Most cloud cost problems aren't mysterious. They're not caused by a sudden traffic spike or an expensive new feature. They're caused by resources that nobody is actively using and nobody remembers creating.
You know the feeling. The bill comes in higher than last month. You ask around. Nobody has an obvious answer. So you move on, assume it'll sort itself out, and it never does. Meanwhile, somewhere in your AWS accounts, a database from a project that shipped two years ago is quietly running. A load balancer with zero active connections has been charging $40 a month since the team that built it disbanded. An EC2 instance that was supposed to be temporary is now in its eighteenth month of life.
Nobody created these resources maliciously. Nobody forgot to care. The environment just kept growing and nobody had a complete enough picture to know what to clean up, or whether it was safe to touch anything at all.
These are zombie resources -- and for most engineering teams they're not a rare edge case. They're background noise that compounds every billing cycle.
What Are Zombie Resources?
A zombie resource is any cloud resource that is no longer serving its original purpose but is still running and still costing money. The three most common types are:
- Orphaned resources were created by a team, project, or engineer that no longer exists or no longer owns them. Nobody knows who deployed them or why. They don't appear in any active project's infrastructure documentation.
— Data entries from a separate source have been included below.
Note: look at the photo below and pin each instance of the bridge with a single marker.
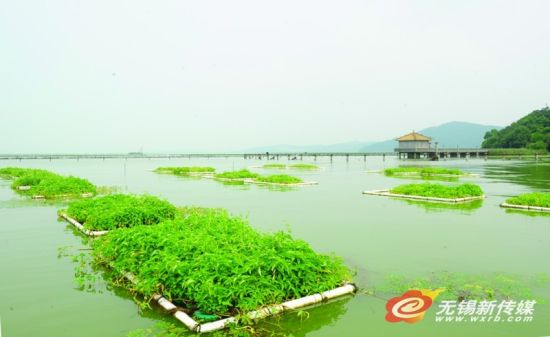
(260, 156)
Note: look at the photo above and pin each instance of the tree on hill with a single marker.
(531, 131)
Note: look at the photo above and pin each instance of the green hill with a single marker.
(531, 131)
(448, 135)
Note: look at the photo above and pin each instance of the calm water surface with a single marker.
(376, 236)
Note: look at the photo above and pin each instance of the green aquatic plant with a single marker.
(218, 264)
(49, 185)
(185, 170)
(279, 179)
(531, 199)
(241, 174)
(439, 190)
(120, 211)
(422, 171)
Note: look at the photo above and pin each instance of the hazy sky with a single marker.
(177, 76)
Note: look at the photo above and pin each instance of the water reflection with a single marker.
(531, 174)
(437, 207)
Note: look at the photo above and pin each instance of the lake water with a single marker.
(375, 235)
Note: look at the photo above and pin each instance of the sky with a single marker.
(207, 76)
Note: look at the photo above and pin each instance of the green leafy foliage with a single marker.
(531, 199)
(218, 264)
(279, 179)
(531, 131)
(422, 171)
(241, 174)
(121, 211)
(47, 184)
(439, 190)
(185, 170)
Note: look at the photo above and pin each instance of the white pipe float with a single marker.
(525, 207)
(81, 228)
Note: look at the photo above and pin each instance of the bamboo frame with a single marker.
(386, 193)
(525, 207)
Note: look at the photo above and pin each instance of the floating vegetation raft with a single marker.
(186, 170)
(279, 179)
(304, 166)
(120, 211)
(439, 190)
(237, 175)
(44, 184)
(276, 166)
(245, 176)
(217, 264)
(423, 171)
(529, 201)
(293, 166)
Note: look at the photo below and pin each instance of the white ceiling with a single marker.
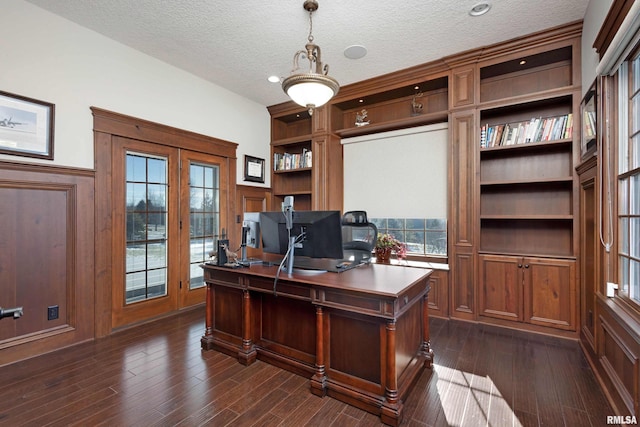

- Idle resources are still technically "owned" but doing no useful work. An EC2 instance with 0% CPU utilization for 90 days. An RDS database with no recent connections. A load balancer routing traffic to nothing.
- Over-provisioned resources are doing real work, but they were allocated far more capacity than they need. A production database running on a 32-core instance because that's what the last engineer provisioned "just to be safe."
What makes zombies hard to deal with isn't identifying that they exist -- it's knowing whether it's safe to remove them. Without knowing what depends on a resource, removing it is a gamble. That's why most teams know they have waste and don't touch it anyway.
Why Zombie Resources Happen (And Why They Keep Happening)
Zombie resources are almost never the result of laziness or carelessness. They're what happens when teams move fast without a complete picture of what they're building on top of.
- Projects end, and infrastructure doesn't. When a feature gets deprecated or a project gets cancelled, the cloud resources that supported it rarely get cleaned up at the same time. The team moves on. The resources stay.
- Ownership drifts over time. Engineers leave. Teams reorganize. A service that was clearly owned by the payments team in 2023 might have three possible owners or none by 2026. When nobody owns something clearly, nobody feels responsible for cleaning it up.
- Temporary infrastructure becomes permanent. A staging environment that was supposed to last two weeks is still running eight months later because everyone assumed someone else was going to turn it off. They didn't.
- Cloud accounts multiply faster than governance does. A company that started with one AWS account now has forty. Resources spread across accounts are harder to find, harder to attribute, and much easier to forget.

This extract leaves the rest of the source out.